Afghan women are continuing to fight for their rights as the Taliban crackdown intensifies.

"They are not our people. They are terrorist. They are killing our people," one protesting woman said.

Exclusive footage from a Newsy photojournalist in Kabul takes us inside one of the largest protests under Taliban control to date.

The march was Tuesday — just as the Taliban announced an all-male interim government.

All week, groups of women in Kabul and elsewhere in the country have taken to the streets at great personal risk — wearing hijabs and bravely showing their faces to the world.  

Their demands? Equal rights and inclusion in government and society.  

The activists also shouted support to resistance fighters in the Panjshir province — and against Pakistan's influence in their country.  

"Our demands are this: stop killing them," one protesting woman said.

In response, the Taliban have used whips, sticks and live ammunition to beat up the women and break up the protests — as seen in this footage captured with cell phones. 

A U.N. official says the violent Taliban crackdown has already led to four documented deaths. 

"We call on the Taliban to immediately cease the use of force towards, and the arbitrary detention of, those exercising their right to peaceful assembly and the journalists covering the protests," said U.N. High Commissioner for Human Rights spokesperson Ravina Shamdasani.

The Taliban have detained at least 14 reporters covering the protests — assaulting nine of them, according to the committee to protect journalists. 

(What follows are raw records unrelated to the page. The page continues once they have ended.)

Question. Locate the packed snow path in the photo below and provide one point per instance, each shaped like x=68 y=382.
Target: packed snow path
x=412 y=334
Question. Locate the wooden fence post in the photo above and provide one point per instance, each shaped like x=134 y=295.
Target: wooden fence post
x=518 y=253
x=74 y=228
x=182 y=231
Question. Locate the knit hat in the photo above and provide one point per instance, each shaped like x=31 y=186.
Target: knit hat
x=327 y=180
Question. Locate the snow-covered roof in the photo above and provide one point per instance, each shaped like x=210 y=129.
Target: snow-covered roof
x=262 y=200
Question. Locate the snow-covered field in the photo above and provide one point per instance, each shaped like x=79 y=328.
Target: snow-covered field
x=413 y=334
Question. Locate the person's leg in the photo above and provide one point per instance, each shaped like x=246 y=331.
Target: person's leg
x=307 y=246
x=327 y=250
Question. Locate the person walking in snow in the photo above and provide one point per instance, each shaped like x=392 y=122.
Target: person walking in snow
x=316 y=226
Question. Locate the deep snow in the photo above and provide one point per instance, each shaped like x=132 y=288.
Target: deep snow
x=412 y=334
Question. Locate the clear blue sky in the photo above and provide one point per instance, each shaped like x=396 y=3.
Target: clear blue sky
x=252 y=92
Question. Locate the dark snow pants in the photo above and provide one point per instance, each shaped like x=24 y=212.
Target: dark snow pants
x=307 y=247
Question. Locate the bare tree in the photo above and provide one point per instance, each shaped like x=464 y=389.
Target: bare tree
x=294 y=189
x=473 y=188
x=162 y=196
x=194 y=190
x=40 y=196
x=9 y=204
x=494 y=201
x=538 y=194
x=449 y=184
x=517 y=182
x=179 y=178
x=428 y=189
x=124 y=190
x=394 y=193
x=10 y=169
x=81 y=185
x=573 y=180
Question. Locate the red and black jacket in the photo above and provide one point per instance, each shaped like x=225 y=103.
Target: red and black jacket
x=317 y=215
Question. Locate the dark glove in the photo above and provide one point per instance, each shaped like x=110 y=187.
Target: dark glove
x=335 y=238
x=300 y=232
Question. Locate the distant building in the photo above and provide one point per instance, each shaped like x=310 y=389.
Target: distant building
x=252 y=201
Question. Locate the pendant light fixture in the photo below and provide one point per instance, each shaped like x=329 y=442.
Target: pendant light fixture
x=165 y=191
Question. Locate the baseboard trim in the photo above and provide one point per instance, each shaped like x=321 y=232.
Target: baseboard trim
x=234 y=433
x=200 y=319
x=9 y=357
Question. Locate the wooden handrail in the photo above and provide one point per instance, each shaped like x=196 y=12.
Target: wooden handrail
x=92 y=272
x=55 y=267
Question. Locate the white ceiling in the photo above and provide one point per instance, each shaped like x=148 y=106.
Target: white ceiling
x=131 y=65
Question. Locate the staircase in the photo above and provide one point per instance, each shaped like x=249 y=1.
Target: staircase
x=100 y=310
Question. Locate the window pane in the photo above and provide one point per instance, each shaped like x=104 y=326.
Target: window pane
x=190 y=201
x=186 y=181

One reporter told Newsy the Taliban hit him on the head, broke his ribs and stole his notes, accusing him of "spreading false propaganda."

Now, in one of its first moves, the new Taliban leadership has banned all demonstrations without government approval, warning of "severe legal consequences" for those who disobey. 

Still, women activists vow to keep on fighting.    

A reporter asked, "Are you going to continue doing this? It's dangerous." 

"Yes, for sure, for sure," a protester responded.  "We will never stop. We will never be afraid of this."